All procedures have the potential for side effects. Although these complications are well recognised, the majority of patients do not have problems after a procedure.

Risks of the anaesthetic need be discussed with the anaesthetist who will be looking after you during the operation, and who will visit you beforehand.

There are specific risks with this surgical procedure, and these will be discussed with you before your procedure. As a guide to complement that one-on-one discussion with your surgeon, these include:

Common (greater than 1 in 10)

  • Temporary pain in the tip of your shoulder.
  • Temporary bloating of your tummy.

Occasional (between 1 in 10 and 1 in 50)

  • Bleeding, infection, pain or hernia of the incision needing further treatment

Rare (less than 1 in 50)

  • Bleeding needing conversion to open surgery or blood transfusion.
  • Entry into lung cavity needing insertion of a temporary drain.
  • The pathology may turn out not to be cancer.
  • Recognised (or unrecognised) injury to organs/blood vessels needing conversion to open surgery (or deferred open surgery).
  • Involvement or injury to nearby local structures (blood vessels, spleen, liver, kidney, lung, pancreas, bowel) needing more extensive surgery.
  • Anaesthetic or cardiovascular problems possibly requiring intensive care admission (including chest infection, pulmonary embolus, stroke, deep vein thrombosis, heart attack and death). These side effects are not specific to kidney surgery and can occur after any major surgery.
  • Dialysis may be needed to stabilise your kidney function if your other kidney functions poorly.

After the operation

You will have intravenous fluids (a drip) going into an arm vein. This will remain in place until you are drinking normally. You can start having some oral fluids immediately after the operation, and the drip can usually be removed the following day. Food can usually be started the day after the operation.

A urinary catheter) will be inserted whilst you are under anaesthetic, which is usually removed the following day. Occasionally during the operation a wound drain is placed at the site of the kidney to drain away any blood. This will be removed when there is little or no drainage from it (usually the following day).

Following the operation, it is usual to have mild shoulder or stomach pain for a couple of days. Most patients only need mild painkillers, but as in any surgery there may be more discomfort requiring stronger painkillers.
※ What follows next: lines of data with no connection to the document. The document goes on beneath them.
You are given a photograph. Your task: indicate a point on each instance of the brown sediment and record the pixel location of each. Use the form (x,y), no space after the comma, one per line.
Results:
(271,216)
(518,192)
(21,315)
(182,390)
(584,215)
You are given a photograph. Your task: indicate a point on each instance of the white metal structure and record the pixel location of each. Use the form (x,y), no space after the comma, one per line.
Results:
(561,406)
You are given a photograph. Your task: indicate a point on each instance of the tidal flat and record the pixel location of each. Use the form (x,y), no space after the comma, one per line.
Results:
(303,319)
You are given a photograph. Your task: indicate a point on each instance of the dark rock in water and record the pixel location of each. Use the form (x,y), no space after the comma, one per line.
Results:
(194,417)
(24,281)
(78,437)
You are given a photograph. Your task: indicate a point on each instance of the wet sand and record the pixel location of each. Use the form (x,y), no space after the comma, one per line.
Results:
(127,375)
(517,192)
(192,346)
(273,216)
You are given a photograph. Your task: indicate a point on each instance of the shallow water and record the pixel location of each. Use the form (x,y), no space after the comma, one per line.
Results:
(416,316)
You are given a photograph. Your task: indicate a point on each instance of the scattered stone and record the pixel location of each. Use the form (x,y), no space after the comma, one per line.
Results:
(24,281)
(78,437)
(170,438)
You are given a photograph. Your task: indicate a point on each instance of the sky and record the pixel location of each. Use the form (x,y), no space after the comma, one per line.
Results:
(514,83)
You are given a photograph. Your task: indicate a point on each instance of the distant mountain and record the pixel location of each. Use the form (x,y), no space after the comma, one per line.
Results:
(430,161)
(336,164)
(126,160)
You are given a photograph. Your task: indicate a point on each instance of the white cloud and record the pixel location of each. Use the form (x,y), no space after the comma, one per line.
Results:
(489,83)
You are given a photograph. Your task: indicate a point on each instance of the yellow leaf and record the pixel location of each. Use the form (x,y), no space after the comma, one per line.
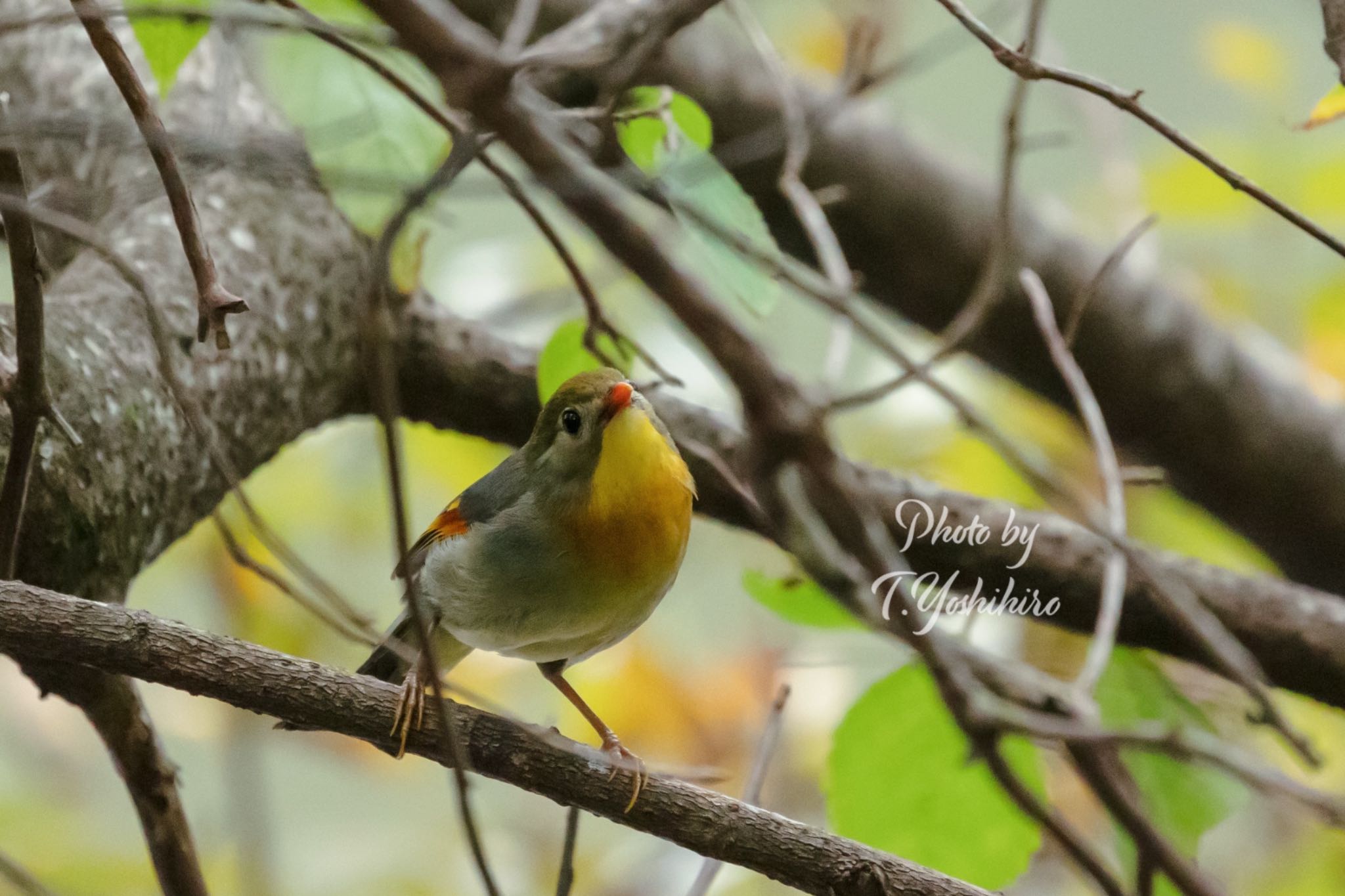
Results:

You may feel nauseated for 24 hours following the operation but medication can be administered to control this.

You will be encouraged to sit out of bed for the day following the operation and to walk a short distance. On the second day after the operation you should be able to be out of bed most of the day and walking longer distances.

Once the catheter is removed and you are passing urine satisfactorily and mobilising well, you will be discharged home.

At home

It is sensible to avoid driving for 2-3 weeks and heavy lifting for 6 weeks after the operation. Exercise should be increased gradually. Start with short walks and gentle exercise. Eat a healthy diet with plenty of fluids. Fresh fruit and vegetables are important to keep your bowels regular.

You can return to work when you feel fit and depending on your job. Usually 2-3 weeks off work are needed. Sexual intercourse can be resumed 3-4 weeks after the operation.


This information is intended as a general educational guide and may not apply to your situation. You must not rely on this information as an alternative to consultation with your urologist or other health professional.

Not all potential complications are listed, and you must talk to your urologist about the complications specific to your situation.